Pravmisl.ru


ГЛАВНАЯ





Механизм уголовно-правовой охраны

Механизм уголовно-правовой охраны будущей жизни по законодательству России и зарубежных государств

Автор: И.О. Ткачев

Обобщение отечественного и зарубежного юридического опыта позволяет прийти к выводу о наличии различных механизмов, обеспечивающих (или призванных обеспечить) безопасность человеческого плода до его рождения средствами уголовного права.
К числу указанных механизмов, прежде всего, относятся следующие:

признание «умерщвления» плода человека до его рождения убийством;

применение к виновному в «умерщвлении» плода норм об ответственности за причинение вреда здоровью женщины и криминализация абортов, выполненных в нарушение тех или иных требований, установленных нормами позитивного законодательства.

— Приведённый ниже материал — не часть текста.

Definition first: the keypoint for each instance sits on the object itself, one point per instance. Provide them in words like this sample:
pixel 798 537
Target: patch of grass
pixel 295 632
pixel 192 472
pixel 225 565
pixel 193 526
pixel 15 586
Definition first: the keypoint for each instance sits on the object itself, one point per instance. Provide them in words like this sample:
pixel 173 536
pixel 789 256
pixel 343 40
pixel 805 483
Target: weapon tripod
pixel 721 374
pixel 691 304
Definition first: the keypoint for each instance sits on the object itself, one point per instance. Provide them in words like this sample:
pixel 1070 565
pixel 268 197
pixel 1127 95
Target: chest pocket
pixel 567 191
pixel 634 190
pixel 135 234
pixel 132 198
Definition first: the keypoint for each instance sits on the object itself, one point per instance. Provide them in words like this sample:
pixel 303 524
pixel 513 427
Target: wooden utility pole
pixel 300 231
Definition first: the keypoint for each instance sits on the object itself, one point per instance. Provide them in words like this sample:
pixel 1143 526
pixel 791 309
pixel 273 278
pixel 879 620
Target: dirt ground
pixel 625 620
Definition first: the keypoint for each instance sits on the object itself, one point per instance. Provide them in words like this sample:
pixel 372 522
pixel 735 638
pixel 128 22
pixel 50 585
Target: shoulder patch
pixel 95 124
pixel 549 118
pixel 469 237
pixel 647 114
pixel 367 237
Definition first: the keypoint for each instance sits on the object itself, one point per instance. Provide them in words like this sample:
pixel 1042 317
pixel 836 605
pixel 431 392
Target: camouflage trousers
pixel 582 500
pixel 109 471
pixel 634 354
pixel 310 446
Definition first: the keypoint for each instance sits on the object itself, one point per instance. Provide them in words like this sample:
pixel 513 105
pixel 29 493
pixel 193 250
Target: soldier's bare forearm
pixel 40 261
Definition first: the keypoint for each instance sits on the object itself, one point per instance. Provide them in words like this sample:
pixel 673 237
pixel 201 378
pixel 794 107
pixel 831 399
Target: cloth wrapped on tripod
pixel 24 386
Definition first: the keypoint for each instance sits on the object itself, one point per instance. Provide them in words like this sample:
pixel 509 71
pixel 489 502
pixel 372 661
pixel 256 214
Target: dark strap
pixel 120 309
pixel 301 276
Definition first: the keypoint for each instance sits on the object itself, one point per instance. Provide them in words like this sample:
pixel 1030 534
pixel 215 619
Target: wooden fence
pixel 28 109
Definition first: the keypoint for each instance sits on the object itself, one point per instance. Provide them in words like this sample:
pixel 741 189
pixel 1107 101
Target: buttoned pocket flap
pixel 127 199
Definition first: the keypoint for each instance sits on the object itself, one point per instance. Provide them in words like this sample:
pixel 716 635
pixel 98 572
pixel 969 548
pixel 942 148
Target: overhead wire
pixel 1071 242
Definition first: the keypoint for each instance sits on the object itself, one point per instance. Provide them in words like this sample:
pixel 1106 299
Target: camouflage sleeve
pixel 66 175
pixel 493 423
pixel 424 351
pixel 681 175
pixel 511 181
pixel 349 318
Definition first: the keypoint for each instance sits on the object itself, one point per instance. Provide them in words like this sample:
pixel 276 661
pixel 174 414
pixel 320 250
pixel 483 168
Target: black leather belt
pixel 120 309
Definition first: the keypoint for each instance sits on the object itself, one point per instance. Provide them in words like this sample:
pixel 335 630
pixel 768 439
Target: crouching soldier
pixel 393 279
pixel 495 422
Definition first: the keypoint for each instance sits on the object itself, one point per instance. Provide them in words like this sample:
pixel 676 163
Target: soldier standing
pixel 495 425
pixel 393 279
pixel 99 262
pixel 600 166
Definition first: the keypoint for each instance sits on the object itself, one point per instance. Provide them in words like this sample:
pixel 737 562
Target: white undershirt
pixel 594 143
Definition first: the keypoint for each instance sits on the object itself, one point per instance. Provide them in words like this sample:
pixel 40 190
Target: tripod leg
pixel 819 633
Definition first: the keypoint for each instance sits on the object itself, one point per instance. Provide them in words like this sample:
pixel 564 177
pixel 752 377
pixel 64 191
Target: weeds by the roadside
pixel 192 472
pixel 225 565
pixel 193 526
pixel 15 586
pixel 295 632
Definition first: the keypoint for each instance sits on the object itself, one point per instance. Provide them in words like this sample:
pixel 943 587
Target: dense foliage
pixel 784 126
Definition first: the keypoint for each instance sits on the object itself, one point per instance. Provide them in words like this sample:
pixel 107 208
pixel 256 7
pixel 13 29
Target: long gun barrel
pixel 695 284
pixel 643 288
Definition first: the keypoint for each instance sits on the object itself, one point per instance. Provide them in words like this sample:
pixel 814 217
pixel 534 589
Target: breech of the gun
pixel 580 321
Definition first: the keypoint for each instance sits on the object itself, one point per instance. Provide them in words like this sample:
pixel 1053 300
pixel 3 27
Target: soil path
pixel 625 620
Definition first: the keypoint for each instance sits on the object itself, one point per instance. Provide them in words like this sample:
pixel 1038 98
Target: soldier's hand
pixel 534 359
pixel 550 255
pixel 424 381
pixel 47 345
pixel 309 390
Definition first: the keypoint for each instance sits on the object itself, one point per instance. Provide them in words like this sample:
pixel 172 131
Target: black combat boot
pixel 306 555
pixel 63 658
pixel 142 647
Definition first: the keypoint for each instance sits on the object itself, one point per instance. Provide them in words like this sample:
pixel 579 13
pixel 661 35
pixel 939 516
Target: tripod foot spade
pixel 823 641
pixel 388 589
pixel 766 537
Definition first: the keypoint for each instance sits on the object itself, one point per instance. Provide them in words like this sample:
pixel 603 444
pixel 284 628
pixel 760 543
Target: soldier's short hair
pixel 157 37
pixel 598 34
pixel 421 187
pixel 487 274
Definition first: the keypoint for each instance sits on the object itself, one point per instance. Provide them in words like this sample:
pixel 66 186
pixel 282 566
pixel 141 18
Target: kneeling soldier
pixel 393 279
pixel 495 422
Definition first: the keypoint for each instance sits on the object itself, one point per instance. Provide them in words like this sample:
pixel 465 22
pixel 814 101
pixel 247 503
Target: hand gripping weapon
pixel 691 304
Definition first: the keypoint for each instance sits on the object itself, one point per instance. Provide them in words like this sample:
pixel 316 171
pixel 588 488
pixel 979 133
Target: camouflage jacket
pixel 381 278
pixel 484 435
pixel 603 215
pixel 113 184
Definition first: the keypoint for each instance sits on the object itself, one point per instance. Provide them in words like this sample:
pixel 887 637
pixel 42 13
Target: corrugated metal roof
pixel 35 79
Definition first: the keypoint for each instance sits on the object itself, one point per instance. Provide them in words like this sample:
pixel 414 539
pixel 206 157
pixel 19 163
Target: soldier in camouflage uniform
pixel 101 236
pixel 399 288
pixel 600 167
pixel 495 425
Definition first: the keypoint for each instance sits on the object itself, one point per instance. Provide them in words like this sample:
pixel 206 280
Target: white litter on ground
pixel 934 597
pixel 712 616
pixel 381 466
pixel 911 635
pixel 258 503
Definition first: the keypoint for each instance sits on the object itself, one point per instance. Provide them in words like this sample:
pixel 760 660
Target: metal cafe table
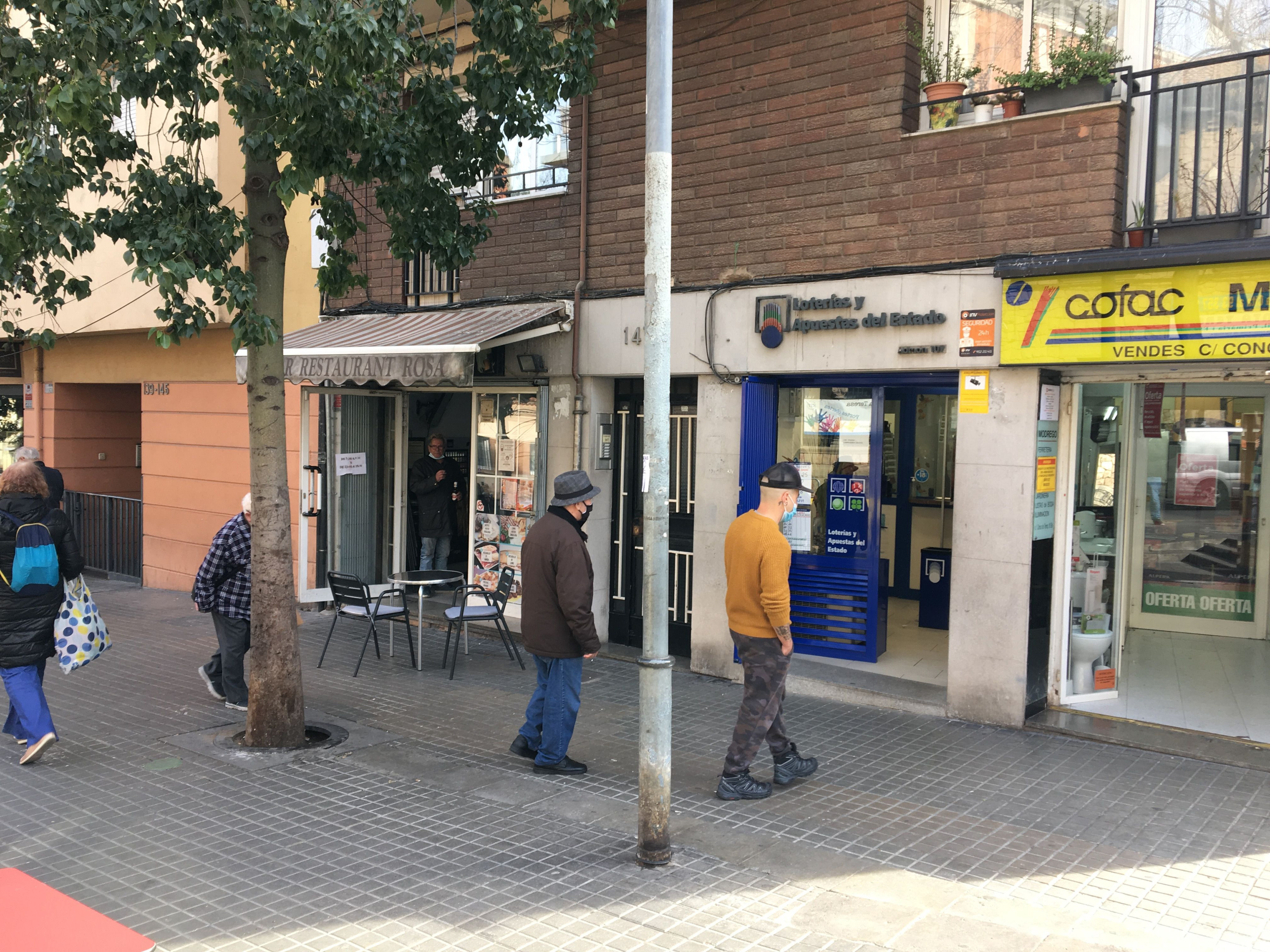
pixel 431 578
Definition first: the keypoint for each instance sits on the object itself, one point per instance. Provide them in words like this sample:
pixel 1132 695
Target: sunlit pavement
pixel 916 835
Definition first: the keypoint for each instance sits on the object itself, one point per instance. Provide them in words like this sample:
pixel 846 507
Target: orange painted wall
pixel 83 421
pixel 195 465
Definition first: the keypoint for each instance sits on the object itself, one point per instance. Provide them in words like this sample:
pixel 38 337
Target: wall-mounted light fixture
pixel 531 364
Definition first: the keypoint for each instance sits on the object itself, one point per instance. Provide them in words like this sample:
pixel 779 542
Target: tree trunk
pixel 276 708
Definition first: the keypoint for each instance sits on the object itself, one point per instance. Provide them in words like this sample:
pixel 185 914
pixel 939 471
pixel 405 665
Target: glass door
pixel 509 491
pixel 1200 564
pixel 351 482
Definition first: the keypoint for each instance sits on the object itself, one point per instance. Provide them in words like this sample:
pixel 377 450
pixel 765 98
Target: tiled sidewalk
pixel 355 852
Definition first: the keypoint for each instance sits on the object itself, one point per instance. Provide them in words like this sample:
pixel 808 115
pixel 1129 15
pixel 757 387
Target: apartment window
pixel 533 167
pixel 995 35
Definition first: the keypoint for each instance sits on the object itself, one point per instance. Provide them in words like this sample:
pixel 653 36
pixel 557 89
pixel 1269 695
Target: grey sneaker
pixel 791 766
pixel 208 681
pixel 742 786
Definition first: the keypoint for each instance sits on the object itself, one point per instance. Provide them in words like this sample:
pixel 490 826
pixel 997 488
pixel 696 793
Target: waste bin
pixel 933 601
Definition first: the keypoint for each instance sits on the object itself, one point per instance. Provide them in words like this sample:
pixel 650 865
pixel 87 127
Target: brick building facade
pixel 794 155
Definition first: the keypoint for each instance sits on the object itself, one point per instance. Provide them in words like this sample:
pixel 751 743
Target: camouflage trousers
pixel 761 705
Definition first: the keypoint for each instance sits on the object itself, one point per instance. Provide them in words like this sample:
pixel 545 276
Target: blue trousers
pixel 553 711
pixel 435 554
pixel 29 710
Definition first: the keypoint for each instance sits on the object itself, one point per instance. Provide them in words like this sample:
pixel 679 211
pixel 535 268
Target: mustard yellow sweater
pixel 756 557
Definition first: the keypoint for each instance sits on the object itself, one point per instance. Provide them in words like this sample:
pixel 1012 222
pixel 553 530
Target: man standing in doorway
pixel 557 624
pixel 54 478
pixel 224 588
pixel 756 558
pixel 435 482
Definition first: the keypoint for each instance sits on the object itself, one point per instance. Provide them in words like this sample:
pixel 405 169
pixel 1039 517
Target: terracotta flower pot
pixel 944 115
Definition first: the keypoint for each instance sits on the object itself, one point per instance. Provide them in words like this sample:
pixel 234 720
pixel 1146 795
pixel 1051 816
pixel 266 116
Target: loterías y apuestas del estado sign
pixel 775 317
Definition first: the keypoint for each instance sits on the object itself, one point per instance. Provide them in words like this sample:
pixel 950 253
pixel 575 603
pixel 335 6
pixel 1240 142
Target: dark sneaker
pixel 521 748
pixel 791 766
pixel 566 765
pixel 742 786
pixel 211 689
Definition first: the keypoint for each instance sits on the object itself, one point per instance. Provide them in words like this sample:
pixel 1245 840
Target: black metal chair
pixel 352 600
pixel 460 614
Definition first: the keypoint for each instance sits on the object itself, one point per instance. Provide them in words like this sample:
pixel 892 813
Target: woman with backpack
pixel 27 614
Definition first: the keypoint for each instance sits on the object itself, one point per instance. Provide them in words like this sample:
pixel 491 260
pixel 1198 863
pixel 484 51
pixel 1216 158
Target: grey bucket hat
pixel 573 487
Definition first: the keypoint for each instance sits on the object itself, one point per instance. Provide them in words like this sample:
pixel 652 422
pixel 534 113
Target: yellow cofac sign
pixel 1198 313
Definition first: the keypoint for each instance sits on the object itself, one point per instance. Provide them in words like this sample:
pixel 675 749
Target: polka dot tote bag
pixel 79 631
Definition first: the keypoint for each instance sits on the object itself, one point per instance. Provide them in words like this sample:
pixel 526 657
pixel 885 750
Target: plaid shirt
pixel 224 581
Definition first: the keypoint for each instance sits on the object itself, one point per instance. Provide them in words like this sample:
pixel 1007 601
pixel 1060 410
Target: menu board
pixel 507 435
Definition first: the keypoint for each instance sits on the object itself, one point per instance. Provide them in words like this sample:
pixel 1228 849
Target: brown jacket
pixel 559 585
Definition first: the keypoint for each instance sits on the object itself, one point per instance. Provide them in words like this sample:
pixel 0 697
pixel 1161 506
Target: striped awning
pixel 431 348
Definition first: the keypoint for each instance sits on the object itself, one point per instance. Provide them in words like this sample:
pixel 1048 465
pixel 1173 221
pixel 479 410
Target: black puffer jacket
pixel 27 624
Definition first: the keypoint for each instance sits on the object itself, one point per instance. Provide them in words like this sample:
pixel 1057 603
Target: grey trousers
pixel 760 718
pixel 225 670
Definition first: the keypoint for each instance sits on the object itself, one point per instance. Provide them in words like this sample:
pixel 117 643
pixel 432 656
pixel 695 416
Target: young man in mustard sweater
pixel 756 558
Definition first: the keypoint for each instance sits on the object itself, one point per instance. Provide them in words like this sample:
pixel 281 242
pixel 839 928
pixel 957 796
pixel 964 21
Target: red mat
pixel 41 920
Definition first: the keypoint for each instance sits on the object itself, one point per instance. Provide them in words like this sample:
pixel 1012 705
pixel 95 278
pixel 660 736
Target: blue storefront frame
pixel 838 604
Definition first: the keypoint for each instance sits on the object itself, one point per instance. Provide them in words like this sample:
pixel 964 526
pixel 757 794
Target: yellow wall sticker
pixel 1196 313
pixel 973 398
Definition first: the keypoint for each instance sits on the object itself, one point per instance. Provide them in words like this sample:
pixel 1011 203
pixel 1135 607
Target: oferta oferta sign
pixel 1197 313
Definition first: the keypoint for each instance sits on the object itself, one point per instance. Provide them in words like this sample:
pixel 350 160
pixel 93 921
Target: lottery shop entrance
pixel 879 458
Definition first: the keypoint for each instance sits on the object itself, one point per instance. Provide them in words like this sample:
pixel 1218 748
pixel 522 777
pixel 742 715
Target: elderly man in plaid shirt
pixel 224 588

При этом тот или иной механизм, выраженный в нормах соответствующего правового института, в конечном итоге, обусловлен концепцией, суть которой сводится в признании или непризнании человека до момента его рождения самостоятельным субъектом уголовно-правовых отношений (т. е. потерпевшим в уголовно-правовом смысле этого слова).

Первый из указанных выше механизмов уголовно-правовой охраны получил распространение в странах англо-саксонской системы права (США, Великобритания, Канада).

Объявление:

Так, согласно ч. 1 ст. 223 УК Канады, человек считается родившимся после полного отделения от тела матери в случае, если он отвечает признакам живорожденности. Вместе с тем, в соответствии с ч. 2 ст. 223 указанного закона, лицо совершает убийство и в том случае, если во время беременности женщины или во время родов причиняет плоду такой вред, который приводит к его гибели.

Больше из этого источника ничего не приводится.